Ce phénomène inquiète également Raina Plowright, professeure de santé publique et écosystémique à l’Université Cornell. Elle explique que les rats, prospérant dans les environnements modifiés par l’homme, peuvent servir de vecteurs entre les virus de la faune sauvage et les populations humaines :
« Les rats prospèrent dans des environnements modifiés par l’homme et peuvent servir de pont entre les virus de la faune sauvage et les humains. »
Raina Plowright, professeure de santé publique et écosystémique à l’Université Cornell
Les chercheurs estiment qu’une petite population de rats pourrait être responsable de la mort de milliers de chauves-souris chaque année. Ils recommandent donc la mise en place de mesures préventives, telles que l’utilisation de poubelles à l’épreuve des rongeurs, l’étanchéité des entrées des grottes et des campagnes de sensibilisation pour éviter de nourrir la faune urbaine.
Des interactions similaires ont été observées en Israël, où une étude menée par Yossi Yovel du Bat Laboratory de l’Université de Tel Aviv a examiné les relations entre les chauves-souris frugivores égyptiennes (Rousettus aegyptiacus) et les rats noirs (Rattus rattus). Les caméras ont révélé que les rats ne se contentent pas de voler les fruits des chauves-souris, mais attaquent également leurs petits.
Les enregistrements montrent que les chauves-souris adaptent leur comportement en fonction des saisons et de la disponibilité de la nourriture. En hiver, elles évitent les rats, mais au printemps, certaines colonies réagissent de manière agressive lorsque la compétition pour les ressources s’intensifie. « Les chauves-souris évaluent quand fuir ou se battre. Elles n’agissent pas simplement par peur », a précisé Yovel.

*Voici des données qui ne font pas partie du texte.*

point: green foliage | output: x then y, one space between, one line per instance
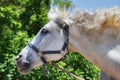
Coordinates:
20 20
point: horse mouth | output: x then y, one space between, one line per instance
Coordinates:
24 69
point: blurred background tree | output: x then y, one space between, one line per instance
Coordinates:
20 20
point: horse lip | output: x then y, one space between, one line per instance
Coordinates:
24 69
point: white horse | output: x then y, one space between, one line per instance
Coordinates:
95 35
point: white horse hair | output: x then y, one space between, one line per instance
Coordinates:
95 35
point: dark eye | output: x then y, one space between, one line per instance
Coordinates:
44 31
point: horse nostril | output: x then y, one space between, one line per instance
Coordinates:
18 57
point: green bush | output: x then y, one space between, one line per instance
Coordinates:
19 22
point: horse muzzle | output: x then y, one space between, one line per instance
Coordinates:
23 66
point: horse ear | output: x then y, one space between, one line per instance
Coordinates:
62 24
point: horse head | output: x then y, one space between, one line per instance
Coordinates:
50 44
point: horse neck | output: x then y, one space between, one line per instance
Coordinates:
99 51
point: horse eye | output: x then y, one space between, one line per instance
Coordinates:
44 31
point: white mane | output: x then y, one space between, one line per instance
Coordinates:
99 21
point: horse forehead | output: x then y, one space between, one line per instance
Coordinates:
51 25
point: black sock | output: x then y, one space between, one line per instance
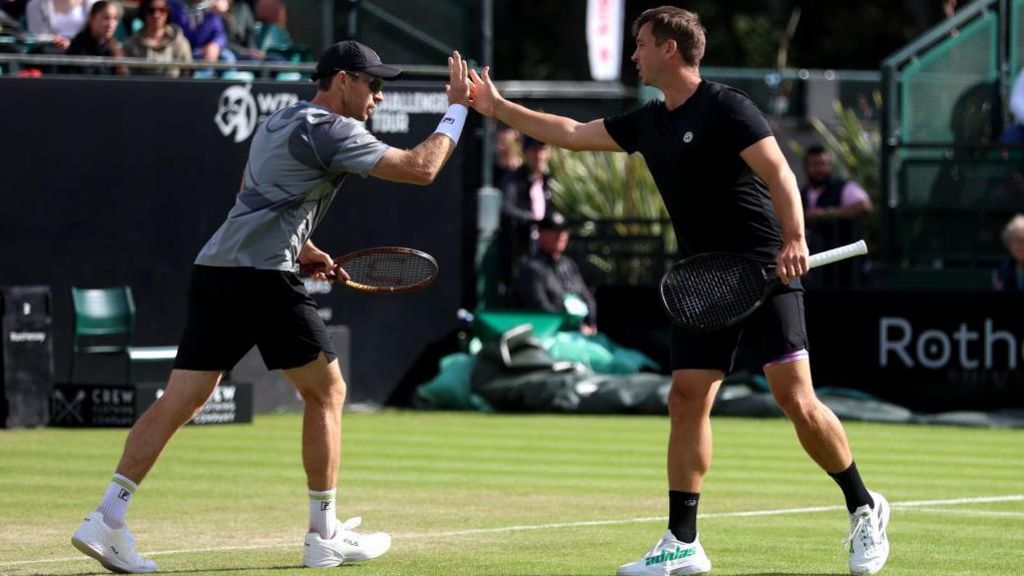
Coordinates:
683 515
853 488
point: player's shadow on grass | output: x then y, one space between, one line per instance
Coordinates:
793 574
292 568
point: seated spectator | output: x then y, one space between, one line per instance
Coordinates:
97 39
204 29
835 210
240 25
1010 276
508 152
526 199
1015 131
57 21
551 280
158 40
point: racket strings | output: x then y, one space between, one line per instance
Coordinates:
713 290
389 270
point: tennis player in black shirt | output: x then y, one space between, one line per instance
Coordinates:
727 188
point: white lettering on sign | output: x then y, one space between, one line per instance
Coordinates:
415 103
936 348
28 336
389 122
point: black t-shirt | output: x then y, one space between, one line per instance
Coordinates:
716 202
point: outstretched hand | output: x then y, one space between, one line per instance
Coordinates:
483 95
458 88
792 260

Ces observations confirment, selon les experts, que l’urbanisation intensifie les rencontres entre des espèces aux modes de vie très différents : les chauves-souris, particulièrement sensibles aux perturbations environnementales, et les rats, remarquablement résistants et étroitement liés à l’activité humaine.

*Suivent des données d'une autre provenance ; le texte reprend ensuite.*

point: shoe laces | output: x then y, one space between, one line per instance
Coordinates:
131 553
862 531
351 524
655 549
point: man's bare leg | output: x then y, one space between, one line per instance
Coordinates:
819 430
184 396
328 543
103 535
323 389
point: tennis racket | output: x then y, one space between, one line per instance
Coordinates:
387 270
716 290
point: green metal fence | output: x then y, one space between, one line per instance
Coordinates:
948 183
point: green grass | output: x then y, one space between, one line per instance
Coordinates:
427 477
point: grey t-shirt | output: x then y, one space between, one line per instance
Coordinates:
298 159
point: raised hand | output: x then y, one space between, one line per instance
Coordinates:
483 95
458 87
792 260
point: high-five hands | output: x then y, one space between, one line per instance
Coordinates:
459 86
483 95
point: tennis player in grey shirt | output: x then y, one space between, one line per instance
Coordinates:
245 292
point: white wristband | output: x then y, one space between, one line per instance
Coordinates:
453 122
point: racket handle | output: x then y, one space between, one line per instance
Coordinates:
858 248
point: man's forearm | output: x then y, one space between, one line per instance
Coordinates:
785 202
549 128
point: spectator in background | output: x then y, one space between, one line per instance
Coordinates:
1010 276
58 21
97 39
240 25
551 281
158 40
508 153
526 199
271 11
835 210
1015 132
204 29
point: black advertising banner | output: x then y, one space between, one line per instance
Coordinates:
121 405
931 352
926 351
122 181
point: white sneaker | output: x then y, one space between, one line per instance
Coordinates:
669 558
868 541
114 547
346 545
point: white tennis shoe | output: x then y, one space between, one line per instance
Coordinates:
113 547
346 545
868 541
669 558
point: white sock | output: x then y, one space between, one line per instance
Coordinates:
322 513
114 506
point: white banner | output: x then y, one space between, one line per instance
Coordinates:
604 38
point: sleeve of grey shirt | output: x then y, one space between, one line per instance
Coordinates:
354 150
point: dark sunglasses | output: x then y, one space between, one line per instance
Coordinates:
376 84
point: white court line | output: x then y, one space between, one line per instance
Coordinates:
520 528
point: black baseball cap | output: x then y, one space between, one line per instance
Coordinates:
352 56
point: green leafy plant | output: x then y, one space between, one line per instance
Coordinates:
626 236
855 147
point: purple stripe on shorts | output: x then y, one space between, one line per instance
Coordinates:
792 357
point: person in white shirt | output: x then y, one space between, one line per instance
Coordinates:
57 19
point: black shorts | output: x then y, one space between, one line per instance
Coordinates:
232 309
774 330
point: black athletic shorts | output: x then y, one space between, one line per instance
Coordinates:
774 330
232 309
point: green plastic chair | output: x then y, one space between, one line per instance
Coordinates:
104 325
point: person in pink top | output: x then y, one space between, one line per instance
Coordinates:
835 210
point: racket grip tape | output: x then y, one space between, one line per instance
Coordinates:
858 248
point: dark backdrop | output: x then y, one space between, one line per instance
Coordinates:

Cependant, toutes les espèces de chauves-souris ne sont pas des victimes. Au Costa Rica, l’équipe de Knörnschild a documenté le comportement de la chauve-souris spectrale (Vampyrum spectrum), la plus grande d’Amérique, qui chasse les rats et partage ses proies avec les membres de sa famille. Des comportements sociaux complexes, tels que des salutations collectives avant de se nourrir, ont également été observés. « Ce sont des animaux très sociables et doux, mais capables d’écraser les os des rats qu’elles capturent. On pourrait dire qu’il existe une sorte de justice naturelle », a commenté le chercheur.
Comme le souligne le rapport original de Mary Bates pour National Geographic, la protection des chauves-souris est essentielle non seulement pour leur survie, mais aussi pour le maintien des services écologiques qu’elles rendent : lutte contre les parasites, pollinisation et dispersion des graines. Leur disparition aurait des conséquences profondes sur les écosystèmes et les villes, de plus en plus partagées par les rats et les chauves-souris.